Best news for South African investors in years
South African assets are on the march despite uncertainty in global markets over the outcome of tariff negotiations.
The Johannesburg stock index is nearing a record 100,000 level mark, benchmark bond yields are hovering near a three-year low, and the rand is at its strongest levels in six months.
The upswing comes after a months-long budget impasse strained relations within the country’s 10-member ruling coalition and a fraught meeting between President Cyril Ramaphosa and his US counterpart Donald Trump left a question mark over the future of relations between the two countries.
South Africa’s 10-year bond yield dropped below 10% for the first time in more than three years on Wednesday as investors bet the so-called government of national unity will be successful in its third attempt at corralling support for the budget.

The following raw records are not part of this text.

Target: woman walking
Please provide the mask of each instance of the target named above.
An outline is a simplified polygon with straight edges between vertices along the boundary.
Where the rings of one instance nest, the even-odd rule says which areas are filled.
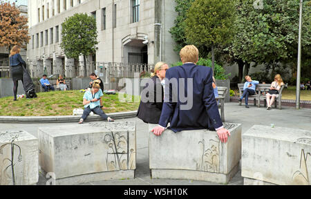
[[[13,93],[14,101],[17,100],[17,87],[19,86],[19,80],[23,81],[23,67],[26,68],[26,62],[21,58],[19,52],[21,48],[19,46],[14,46],[10,52],[10,66],[11,67],[12,78],[13,79]]]
[[[267,100],[267,110],[271,109],[273,102],[274,102],[275,97],[279,97],[279,91],[281,89],[281,86],[284,85],[281,75],[277,74],[274,77],[274,82],[271,84],[270,88],[268,93],[265,95]]]

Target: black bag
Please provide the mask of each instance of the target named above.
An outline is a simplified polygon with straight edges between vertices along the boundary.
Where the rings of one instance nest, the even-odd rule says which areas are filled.
[[[37,97],[35,84],[26,67],[23,67],[23,91],[25,91],[26,98]]]
[[[279,91],[278,90],[270,90],[270,89],[269,89],[268,93],[270,95],[273,95],[273,94],[278,95],[279,94]]]

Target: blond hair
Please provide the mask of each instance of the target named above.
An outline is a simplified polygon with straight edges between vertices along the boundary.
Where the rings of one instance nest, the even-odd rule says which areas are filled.
[[[21,51],[21,47],[19,47],[19,46],[14,46],[13,48],[12,48],[11,51],[10,52],[10,57],[19,53],[20,51]]]
[[[274,76],[274,79],[276,79],[276,81],[278,82],[279,84],[282,85],[282,83],[284,84],[283,82],[283,79],[282,79],[282,77],[281,77],[280,74],[276,74]]]
[[[198,50],[194,45],[187,45],[182,48],[179,53],[183,63],[196,63],[198,59]]]
[[[93,88],[100,89],[100,79],[95,80],[94,82],[93,82],[92,88]]]
[[[156,64],[156,66],[154,66],[153,72],[151,73],[151,77],[156,76],[157,75],[157,71],[159,71],[160,70],[161,70],[162,66],[165,64],[167,64],[167,63],[163,62],[163,61],[160,61],[160,62],[158,62],[157,64]]]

“Now we have a budget supported by all the GNU parties, which can provide certainty to bond treasury issuances, and guidance on fiscal deficits that are more realistic, together with more realistic outlooks” on gross domestic product, said Andrew Dowse, a portfolio manager at Merchant West Investments.
“There is still a negative picture with regards to the debt-to-GDP ratio, particularly with the downgrade to GDP expectations,” he said.
“But the stricter fiscal spending and pragmatism about where we see the GDP level in the future has given the market more certainty that the Treasury is realistic and understands the need to address spending.”
Over the past 30 days, the rand has gained 3% per dollar, the biggest gain among 23 emerging-market currencies after the Colombian peso and the South Korean won.
The South African currency rose 0.5% against the greenback to trade at R17.73 per dollar as of 4:20 p.m. in Johannesburg, the strongest in six months.
A benchmark gauge of South Africa’s stocks rose 0.7% as of 5:00 p.m. in Johannesburg, hitting record highs and outperforming a similar index of emerging-market stocks.
Precious metals and mining shares led gains, with Gold Fields Ltd. contributing the most to the index advance. Valterra Platinum had the largest gain.
“We have also seen a decent rally this year in certain key commodities specific to SA — like platinum and rhodium,” Dowse said.
“This should support some recovery in profitability for PGM miners and therefore a rebound in tax revenues from these businesses.”